Bassa è anche l’incidenza della povertà monetaria, così come è limitata quella di fenomeni di deprivazione materiale. I trentini, in altre parole, possono permettersi televisori, computer e forni a microonde, e non sono costretti a privarsi di una cena con gli amici o a rinunciare al riscaldamento durante l’inverno. Non sappiamo, ovviamente, se poi a cena costringano gli amici ad offrire. Prendendo come soglia di riferimento il reddito mediano nazionale (cioè quello del 50% della popolazione), la quota di soggetti poveri si ferma ad una percentuale pari al 3,5%, ponendo il Trentino in una posizione addirittura migliore di quella della Svezia. Gli indicatori, quindi, proiettano del Trentino un’immagine di sostanziale benessere e danno respiro all’agognata impronta europeistica. Se ad essere utilizzati, come indicatore del livello di benessere, sono i consumi, il numero si accresce, ma la stima, in questo caso, risulta distorta dalla propensione al risparmio dei soggetti.
Il rione è una sequenza di palazzi compatti e vetri luccicanti. Dieci anni fa, qui c’era solo la campagna. Poi il Capo ha dato il via libera alle danze: alla costruzione di un nuovo quartiere “che permetta alla città di riappropriarsi di una zona finora slegata e disunita..., un luogo dell’identità cittadina che si rinnova..., improntato alla sostenibilità ambientale”. Uno spazio di integrazione: tra l’architettura e l’ambiente circostante, tra il centro e la periferia, tra chi è nato qui e gli stranieri moltiplicatisi nel corso degli anni.

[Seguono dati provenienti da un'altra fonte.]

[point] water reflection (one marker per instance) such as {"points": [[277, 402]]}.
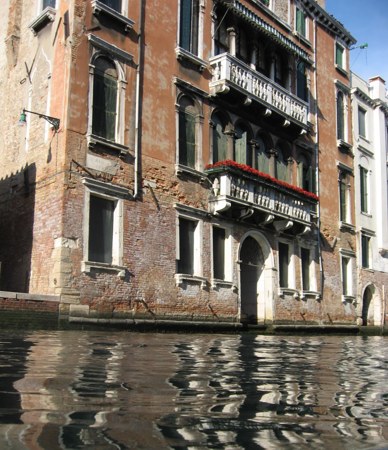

Il risultato, a dire il vero, è una mescolanza di torri e palazzi stile DDR. Tutti gli edifici sono nelle mani dei soliti proprietari, reggenti dell’oligarchia, che vendono o affittano a prezzi proibitivi. Che affittano o vendono a gente che lavora dalle 8 alle 17 per il Capo, in uffici costruiti con rigidi criteri antisismici: nessun licenziamento, nessuna progressione di carriera, qualche riparabile crollo psicologico.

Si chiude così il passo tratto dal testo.